[Hoogsaat, Jan Cornelisz.]
HOOGSAAT (Jan Cornelisz.), kunstschilder, wiens naam ook voorkomt als Hoogsaet of Hoogzaat, geb. te Amsterdam 12 Mrt. 1654 en overl. na 29 Nov. 1733. Zijn vader Cornelis Claesz., aanvankelijk varensgezel, later houtkooper te Amsterdam, had den naam van diens moeder aangenomen (een dochter van den Doopsgezinden leeraar Dirck Pietersz. van Nierop) en noemde zich Cornelis Claesz Hoogsaet; deze woonde op den Haarlemmerdijk (thans -straat) hoek Visscherstraat ‘in de vergulde krab’ en ondertrouwde te Amsterdam den 12den Dec. 1635 met Grietje Dirksdr. De bruid werd bij deze ondertrouw geassisteerd door haar tante Grietje Andriesdr. (Schaepherder), welke laatste in 1644 zou huwen met den bekenden calligraaf Lieven Willemsz. van Coppenol (dl. VII, kol. 322). Coppenol woonde na omstreeks 1655 op de Haarlemmerstraat hoek Visscherstraat in ‘de oude Tobias’.
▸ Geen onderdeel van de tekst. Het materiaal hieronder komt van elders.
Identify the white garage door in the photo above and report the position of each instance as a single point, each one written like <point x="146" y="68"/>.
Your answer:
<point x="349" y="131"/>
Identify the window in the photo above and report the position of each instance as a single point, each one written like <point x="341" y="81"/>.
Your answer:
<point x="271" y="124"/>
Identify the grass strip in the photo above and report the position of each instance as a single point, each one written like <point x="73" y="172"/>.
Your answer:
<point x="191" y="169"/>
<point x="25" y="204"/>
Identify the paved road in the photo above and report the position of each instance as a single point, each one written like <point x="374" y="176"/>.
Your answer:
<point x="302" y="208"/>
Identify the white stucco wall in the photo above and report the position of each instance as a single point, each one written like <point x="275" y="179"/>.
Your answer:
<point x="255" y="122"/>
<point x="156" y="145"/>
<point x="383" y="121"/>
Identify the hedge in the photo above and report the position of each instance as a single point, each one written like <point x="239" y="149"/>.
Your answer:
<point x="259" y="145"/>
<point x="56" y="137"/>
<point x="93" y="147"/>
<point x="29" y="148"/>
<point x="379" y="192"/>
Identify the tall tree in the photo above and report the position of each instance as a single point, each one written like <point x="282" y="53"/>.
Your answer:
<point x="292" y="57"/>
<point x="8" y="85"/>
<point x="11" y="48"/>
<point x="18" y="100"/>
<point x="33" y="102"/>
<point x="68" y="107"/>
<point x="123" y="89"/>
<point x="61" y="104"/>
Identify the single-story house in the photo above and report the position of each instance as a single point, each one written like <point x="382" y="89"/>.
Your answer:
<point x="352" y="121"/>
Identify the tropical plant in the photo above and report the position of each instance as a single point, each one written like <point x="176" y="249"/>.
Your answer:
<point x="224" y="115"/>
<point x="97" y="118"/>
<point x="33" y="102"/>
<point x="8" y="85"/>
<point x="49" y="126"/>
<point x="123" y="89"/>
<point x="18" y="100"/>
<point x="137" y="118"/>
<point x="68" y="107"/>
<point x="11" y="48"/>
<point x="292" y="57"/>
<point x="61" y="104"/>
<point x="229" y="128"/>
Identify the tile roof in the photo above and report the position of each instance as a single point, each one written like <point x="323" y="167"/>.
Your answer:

Uit het huwelijk van Cornelis Claesz en Grietje Dirksdr. werd als jongste kind Jan Hoogsaat geboren. Wonende ‘op de Haerlemerdijk’ ondertrouwde hij te Amsterdam dd. 16 Aug. 1687 met zijn nicht Grietje Dirksdr. Hoogsaat, een dochter van den kompasmaker Dirck Claesz. Hoogsaat. Hij was lidmaat van de Vereenigde Vlaamsche en Waterlandsche Gemeente der Doopsgezinden te Amsterdam; anders dan van zijn oudere broers en zusters (Klaesge, Neeltje, Dirck, Grietge, Giertge en Andries) is zijn doop echter niet te Amsterdam te vinden. Waarschijnlijk werd hij buiten Amsterdam gedoopt en wel te Leeuwarden, immers men leest in het Lidmatenboek te Amsterdam, dat in 1692 ‘Jan Hoogsaad met attestatie die de dienaaren behaage van Leeuwaarden hier is komen wonen’. Eerst den 31sten Jan. 1713 werd hij poorter te Amsterdam. Uit het huwelijk van Jan Hoogsaat schijnen slechts drie dochters geboren te zijn, nl. Trijntje (in 1717 getrouwd met Harmen Romkes), Neeltje en Sara, de beiden eersten Doopsgezind gedoopt in 1719, de laatste in 1730. Den 29en Nov. 1733 komen Jan Hoogsaat en zijn vrouw voor het laatst als getuigen voor in het Lidmatenboek der Doopsgezinden te Amsterdam.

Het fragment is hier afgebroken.